For couriers, field service technicians, and anyone managing their own deliveries, this changes how they think about their day. Instead of planning at 8am and hoping nothing changes, they're working with a system that's actively watching conditions and keeping them on the fastest path. It's the difference between executing a plan and executing against a moving target.
Why this matters when you've got 20 stops, not two
Small routes forgive you for planning imperfectly. A five stop round where everything's close together? Missing the optimal order costs you maybe five minutes. When you're running 30 or 40 or 50 stops in a day, order matters exponentially more. One bad decision compounds through the whole sequence.
DropPilot uses nearest-neighbour plus 2-opt optimisation to build smart routes from the start. But we knew that wasn't enough. The real world is too unpredictable. So we layered in continuous ETA refresh and smart rerouting. Together, they create something closer to what larger fleets get from dedicated dispatch software: a system that keeps optimising in real time.
A dispatcher managing a team doesn't need to chase every driver. The system is already correcting course. A single driver running a long day doesn't need to stop and replan every hour.

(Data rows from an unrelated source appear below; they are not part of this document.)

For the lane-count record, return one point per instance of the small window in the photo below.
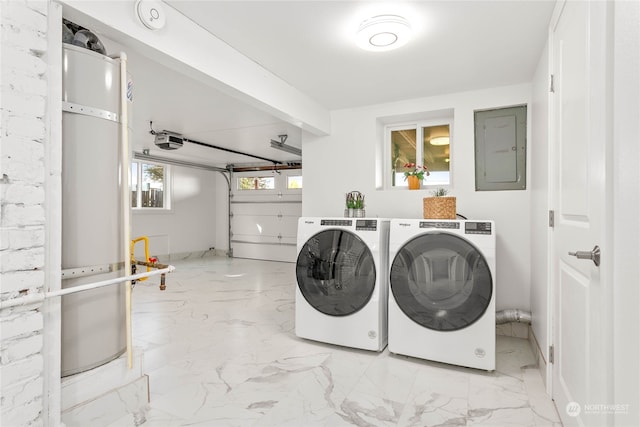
(434, 153)
(148, 183)
(294, 182)
(256, 183)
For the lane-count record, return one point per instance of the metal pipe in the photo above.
(126, 198)
(229, 150)
(161, 159)
(228, 180)
(41, 296)
(513, 315)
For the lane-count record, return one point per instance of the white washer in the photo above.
(442, 291)
(342, 281)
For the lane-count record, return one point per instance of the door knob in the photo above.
(593, 255)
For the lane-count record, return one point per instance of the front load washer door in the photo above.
(441, 281)
(336, 272)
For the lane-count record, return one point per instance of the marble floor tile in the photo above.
(220, 350)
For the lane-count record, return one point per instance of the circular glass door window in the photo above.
(441, 281)
(336, 272)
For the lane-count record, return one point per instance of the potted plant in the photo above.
(439, 205)
(415, 175)
(354, 205)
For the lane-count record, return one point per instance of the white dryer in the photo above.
(342, 281)
(443, 286)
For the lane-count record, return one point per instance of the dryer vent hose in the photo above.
(513, 315)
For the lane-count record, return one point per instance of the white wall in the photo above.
(539, 150)
(346, 160)
(190, 225)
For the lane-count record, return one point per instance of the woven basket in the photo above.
(439, 207)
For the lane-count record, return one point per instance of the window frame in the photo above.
(138, 179)
(280, 183)
(418, 126)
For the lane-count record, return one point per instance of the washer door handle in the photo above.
(593, 255)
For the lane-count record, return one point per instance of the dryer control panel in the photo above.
(473, 227)
(367, 224)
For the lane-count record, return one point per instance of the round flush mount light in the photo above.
(383, 32)
(151, 14)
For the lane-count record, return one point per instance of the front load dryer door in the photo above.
(336, 272)
(441, 281)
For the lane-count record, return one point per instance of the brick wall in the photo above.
(23, 98)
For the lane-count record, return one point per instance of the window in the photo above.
(422, 143)
(149, 185)
(256, 183)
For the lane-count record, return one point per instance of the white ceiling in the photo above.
(457, 46)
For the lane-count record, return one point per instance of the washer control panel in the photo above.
(449, 225)
(473, 227)
(367, 224)
(336, 222)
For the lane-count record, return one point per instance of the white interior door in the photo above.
(582, 313)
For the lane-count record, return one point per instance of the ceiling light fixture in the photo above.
(383, 32)
(280, 145)
(440, 140)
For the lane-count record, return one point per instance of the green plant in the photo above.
(418, 171)
(355, 200)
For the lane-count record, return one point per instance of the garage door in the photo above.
(265, 208)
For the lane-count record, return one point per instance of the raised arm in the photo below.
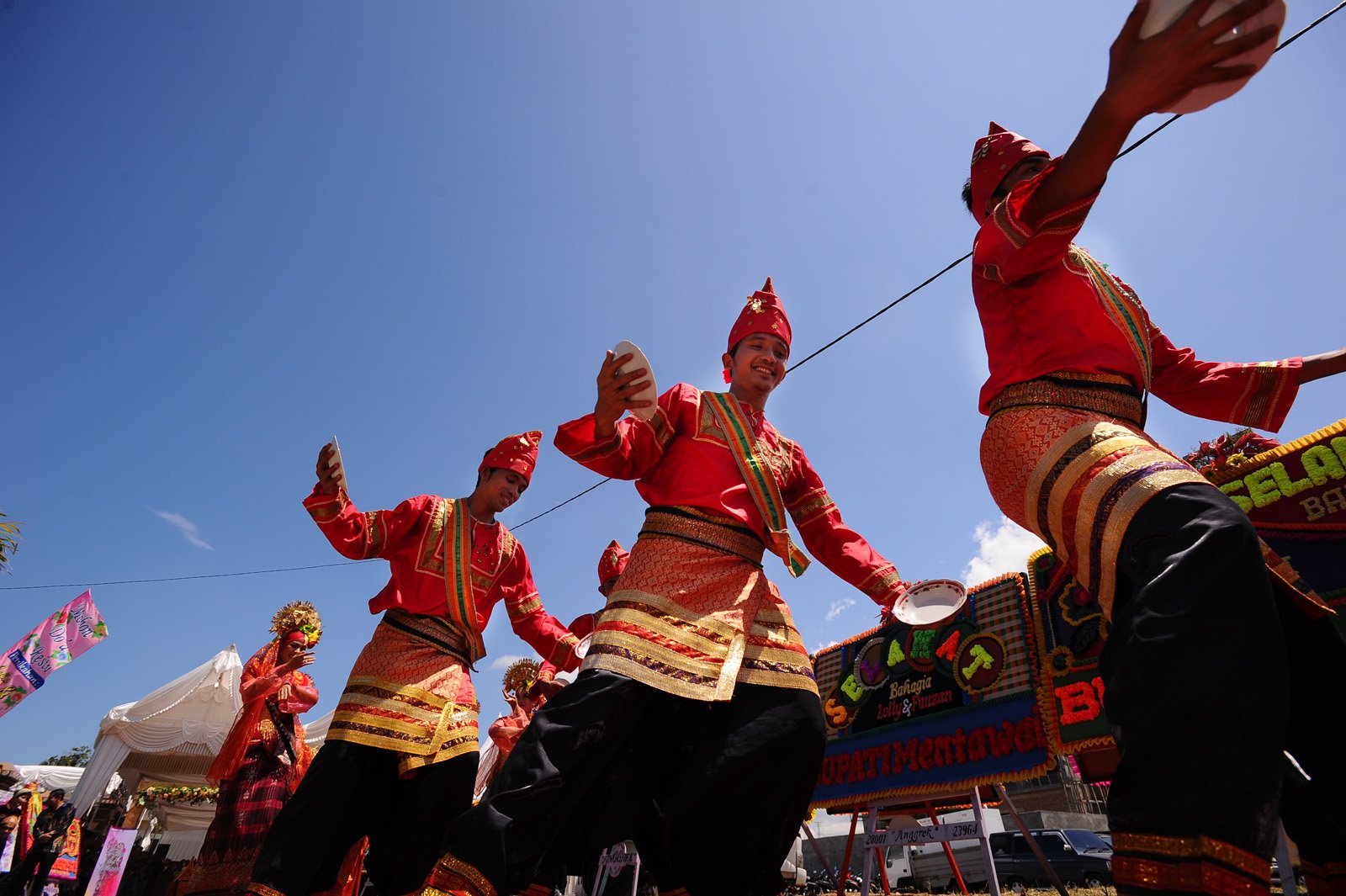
(632, 446)
(1319, 366)
(361, 536)
(542, 631)
(1146, 76)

The app is already watching. It's the difference between delivery logistics feeling like firefighting and feeling like a system that's actually working with you.
If your route plan is gone within 30 minutes of you leaving, what's the point of having planned at all? We built continuous ETA refresh and smart rerouting to answer that. But the real question is: are you still making decisions on outdated information, or is your routing system growing smarter as your day unfolds?